Lymphokine-mediated inhibition of Chlamydia replication in mouse fibroblasts is neutralized by anti-gamma interferon immunoglobulin.

Experiments were carried out to characterize immunologically mediated chlamydial persistence in cell culture. Mouse fibroblasts were activated to restrict Chlamydia psittaci 6BC replication by including mitogen (concanavalin A)-induced spleen cell supernatant fluids from immunized animals in the growth medium. When mouse fibroblasts were incubated with lymphokine for 24 h before infection and then with growth medium after infection (preinfection treatment), chlamydial replication was delayed but eventually detected. No substantial chlamydial growth occurred, even with extended incubation times when mouse fibroblasts were continuously exposed to lymphokine before and after infection.
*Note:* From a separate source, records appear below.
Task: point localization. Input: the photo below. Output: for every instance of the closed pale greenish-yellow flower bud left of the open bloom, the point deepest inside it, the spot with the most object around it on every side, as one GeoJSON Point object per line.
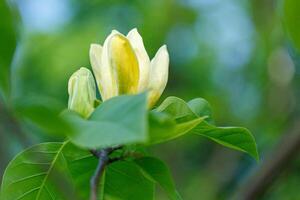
{"type": "Point", "coordinates": [82, 92]}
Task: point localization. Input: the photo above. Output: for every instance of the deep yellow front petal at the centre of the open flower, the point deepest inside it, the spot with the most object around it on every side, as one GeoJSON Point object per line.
{"type": "Point", "coordinates": [124, 64]}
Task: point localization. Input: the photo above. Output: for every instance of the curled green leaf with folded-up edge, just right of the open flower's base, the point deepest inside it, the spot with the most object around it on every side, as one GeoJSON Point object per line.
{"type": "Point", "coordinates": [172, 119]}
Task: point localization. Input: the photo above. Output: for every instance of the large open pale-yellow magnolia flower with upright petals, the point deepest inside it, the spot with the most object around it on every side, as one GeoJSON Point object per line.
{"type": "Point", "coordinates": [122, 66]}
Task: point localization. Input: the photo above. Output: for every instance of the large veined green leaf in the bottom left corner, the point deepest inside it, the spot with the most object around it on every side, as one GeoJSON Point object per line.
{"type": "Point", "coordinates": [40, 172]}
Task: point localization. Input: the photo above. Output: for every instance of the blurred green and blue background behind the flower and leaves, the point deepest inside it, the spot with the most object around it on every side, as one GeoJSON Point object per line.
{"type": "Point", "coordinates": [240, 55]}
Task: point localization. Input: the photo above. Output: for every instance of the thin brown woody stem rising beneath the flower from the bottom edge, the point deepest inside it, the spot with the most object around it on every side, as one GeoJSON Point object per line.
{"type": "Point", "coordinates": [95, 180]}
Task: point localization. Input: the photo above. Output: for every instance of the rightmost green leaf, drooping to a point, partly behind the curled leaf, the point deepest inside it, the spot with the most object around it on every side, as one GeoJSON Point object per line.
{"type": "Point", "coordinates": [237, 138]}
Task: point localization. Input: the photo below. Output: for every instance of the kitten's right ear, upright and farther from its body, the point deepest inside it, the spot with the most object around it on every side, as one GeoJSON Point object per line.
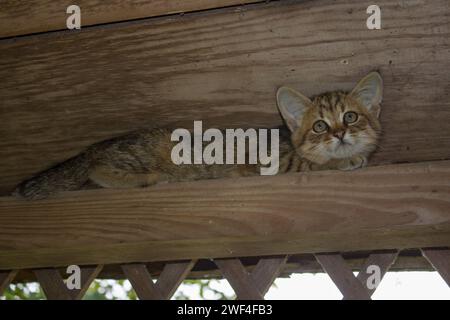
{"type": "Point", "coordinates": [369, 92]}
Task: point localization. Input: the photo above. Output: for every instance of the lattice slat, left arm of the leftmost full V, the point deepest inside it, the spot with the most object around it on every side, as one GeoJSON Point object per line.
{"type": "Point", "coordinates": [52, 284]}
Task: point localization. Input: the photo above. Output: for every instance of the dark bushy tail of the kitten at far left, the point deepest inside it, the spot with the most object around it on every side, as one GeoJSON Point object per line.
{"type": "Point", "coordinates": [68, 175]}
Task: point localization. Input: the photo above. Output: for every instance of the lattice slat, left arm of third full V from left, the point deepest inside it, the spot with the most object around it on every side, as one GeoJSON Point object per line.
{"type": "Point", "coordinates": [239, 279]}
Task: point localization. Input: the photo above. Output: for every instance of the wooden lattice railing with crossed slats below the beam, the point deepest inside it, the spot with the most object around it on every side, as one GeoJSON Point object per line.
{"type": "Point", "coordinates": [248, 285]}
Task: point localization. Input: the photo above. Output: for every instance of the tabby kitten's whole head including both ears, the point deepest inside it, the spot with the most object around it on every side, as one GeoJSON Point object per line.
{"type": "Point", "coordinates": [334, 125]}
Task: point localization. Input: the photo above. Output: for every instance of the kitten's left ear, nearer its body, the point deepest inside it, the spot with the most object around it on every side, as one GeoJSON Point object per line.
{"type": "Point", "coordinates": [292, 106]}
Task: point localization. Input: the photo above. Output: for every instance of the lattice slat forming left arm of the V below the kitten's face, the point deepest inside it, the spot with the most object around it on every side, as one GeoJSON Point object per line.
{"type": "Point", "coordinates": [351, 288]}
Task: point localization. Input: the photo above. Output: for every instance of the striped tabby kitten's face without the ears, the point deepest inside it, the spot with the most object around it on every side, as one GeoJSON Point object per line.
{"type": "Point", "coordinates": [336, 126]}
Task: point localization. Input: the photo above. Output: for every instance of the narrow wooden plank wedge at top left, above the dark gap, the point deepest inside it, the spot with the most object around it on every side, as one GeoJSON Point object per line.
{"type": "Point", "coordinates": [32, 16]}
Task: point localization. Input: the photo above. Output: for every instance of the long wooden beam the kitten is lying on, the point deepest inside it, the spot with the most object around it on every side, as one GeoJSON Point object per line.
{"type": "Point", "coordinates": [385, 207]}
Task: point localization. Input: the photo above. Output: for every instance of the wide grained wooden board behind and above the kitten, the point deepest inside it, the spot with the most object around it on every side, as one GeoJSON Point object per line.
{"type": "Point", "coordinates": [222, 68]}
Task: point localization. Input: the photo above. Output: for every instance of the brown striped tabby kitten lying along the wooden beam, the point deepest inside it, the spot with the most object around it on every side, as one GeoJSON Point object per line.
{"type": "Point", "coordinates": [334, 130]}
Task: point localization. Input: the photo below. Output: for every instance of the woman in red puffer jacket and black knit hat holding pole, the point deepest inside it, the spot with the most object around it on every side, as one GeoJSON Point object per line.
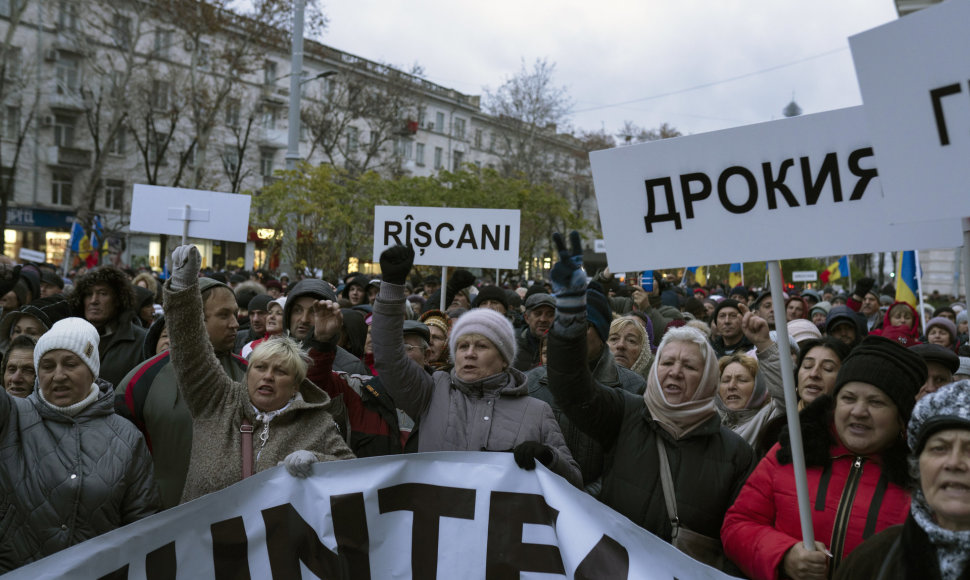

Low levels of infectious chlamydiae were produced in preinfection-treated mouse fibroblasts but not in mouse fibroblasts subjected to continuous lymphokine exposure. Incubation of lymphokine with anti-murine gamma interferon immunoglobulin neutralized the observed lymphokine-mediated activity, but incubation in the presence of anti-murine alpha plus beta interferon serum did not alter lymphokine activity. We conclude that the lymphokine components responsible for activating fibroblasts to restrict C. psittaci replication exhibits properties similar to gamma interferon.